Personal information
- Full name: Peter Camm
- Born: 19 July 1980 (age 46) Chesterfield, Derbyshire, England
- Batting: Right-handed
- Bowling: Right-arm medium

Domestic team information
- 1999–2001: Derbyshire Cricket Board

Career statistics
| Competition | LA |
| Matches | 3 |
| Runs scored | 20 |
| Batting average | 10.00 |
| 100s/50s | –/– |
| Top score | 20 |
| Balls bowled | 143 |
| Wickets | 4 |
| Bowling average | 36.25 |
| 5 wickets in innings | – |
| 10 wickets in match | – |
| Best bowling | 4/52 |
| Catches/stumpings | –/– |
- Source: Cricinfo, 15 October 2010

= Peter Camm =

English cricketer

Peter Camm (born 19 July 1980) is an English cricketer. Camm is a right-handed batsman who bowls right-arm medium pace. He was born at Chesterfield, Derbyshire.

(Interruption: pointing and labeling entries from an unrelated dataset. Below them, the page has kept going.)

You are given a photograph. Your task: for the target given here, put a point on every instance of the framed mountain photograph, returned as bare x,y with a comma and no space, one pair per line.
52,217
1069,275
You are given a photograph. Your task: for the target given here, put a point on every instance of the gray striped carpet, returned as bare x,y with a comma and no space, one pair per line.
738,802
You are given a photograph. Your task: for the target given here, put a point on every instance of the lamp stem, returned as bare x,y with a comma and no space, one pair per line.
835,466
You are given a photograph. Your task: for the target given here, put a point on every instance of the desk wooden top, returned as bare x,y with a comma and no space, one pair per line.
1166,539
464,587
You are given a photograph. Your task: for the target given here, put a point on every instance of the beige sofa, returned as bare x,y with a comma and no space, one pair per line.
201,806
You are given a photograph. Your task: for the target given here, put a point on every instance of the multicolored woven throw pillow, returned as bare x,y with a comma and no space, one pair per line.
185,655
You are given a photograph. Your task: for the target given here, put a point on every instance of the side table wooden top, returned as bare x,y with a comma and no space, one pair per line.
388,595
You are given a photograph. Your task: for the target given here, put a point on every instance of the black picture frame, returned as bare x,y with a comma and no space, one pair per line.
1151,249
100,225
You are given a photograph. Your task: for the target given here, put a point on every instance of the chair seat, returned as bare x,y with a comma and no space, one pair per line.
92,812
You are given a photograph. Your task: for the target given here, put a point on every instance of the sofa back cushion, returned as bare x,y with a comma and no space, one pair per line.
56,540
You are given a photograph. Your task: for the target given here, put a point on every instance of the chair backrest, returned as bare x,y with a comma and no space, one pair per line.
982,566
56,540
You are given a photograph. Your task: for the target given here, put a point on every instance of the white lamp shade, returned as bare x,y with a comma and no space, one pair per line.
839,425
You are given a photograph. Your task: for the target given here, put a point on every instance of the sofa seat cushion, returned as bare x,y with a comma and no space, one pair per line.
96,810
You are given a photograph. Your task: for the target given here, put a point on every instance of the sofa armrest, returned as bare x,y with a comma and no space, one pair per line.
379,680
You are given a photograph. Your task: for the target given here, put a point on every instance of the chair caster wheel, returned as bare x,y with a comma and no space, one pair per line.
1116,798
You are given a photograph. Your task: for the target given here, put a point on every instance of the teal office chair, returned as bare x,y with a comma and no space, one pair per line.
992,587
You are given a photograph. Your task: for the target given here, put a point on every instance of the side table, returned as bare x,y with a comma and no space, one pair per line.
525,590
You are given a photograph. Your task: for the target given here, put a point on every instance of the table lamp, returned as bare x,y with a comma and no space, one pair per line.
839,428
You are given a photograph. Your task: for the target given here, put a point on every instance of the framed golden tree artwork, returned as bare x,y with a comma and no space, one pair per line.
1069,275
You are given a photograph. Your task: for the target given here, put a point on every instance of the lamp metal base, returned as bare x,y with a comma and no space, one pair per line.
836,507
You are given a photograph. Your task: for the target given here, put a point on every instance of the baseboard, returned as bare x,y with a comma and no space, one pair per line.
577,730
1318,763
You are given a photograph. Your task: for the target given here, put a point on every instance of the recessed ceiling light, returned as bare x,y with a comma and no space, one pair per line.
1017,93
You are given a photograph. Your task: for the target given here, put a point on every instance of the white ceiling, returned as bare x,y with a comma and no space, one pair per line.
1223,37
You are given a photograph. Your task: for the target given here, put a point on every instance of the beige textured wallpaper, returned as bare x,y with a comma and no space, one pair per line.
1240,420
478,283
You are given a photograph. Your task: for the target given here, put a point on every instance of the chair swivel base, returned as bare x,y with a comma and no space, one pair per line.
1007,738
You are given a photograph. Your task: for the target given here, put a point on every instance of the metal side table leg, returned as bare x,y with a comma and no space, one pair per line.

Camm represented the Derbyshire Cricket Board in 3 List A cricket matches. These came against Wales Minor Counties in the 1999 NatWest Trophy, Wiltshire in the 2001 Cheltenham & Gloucester Trophy and Bedfordshire in the 1st round of the 2002 Cheltenham & Gloucester Trophy which was held in 2002. In his 3 List A matches, he scored 20 runs at a batting average of 10.00, with a high score of 20. With the ball he took 4 wickets at a bowling average of 36.25, with best figures of 4/52.

Camm currently plays club cricket for Matlock Cricket Club in the Derbyshire Premier Cricket League.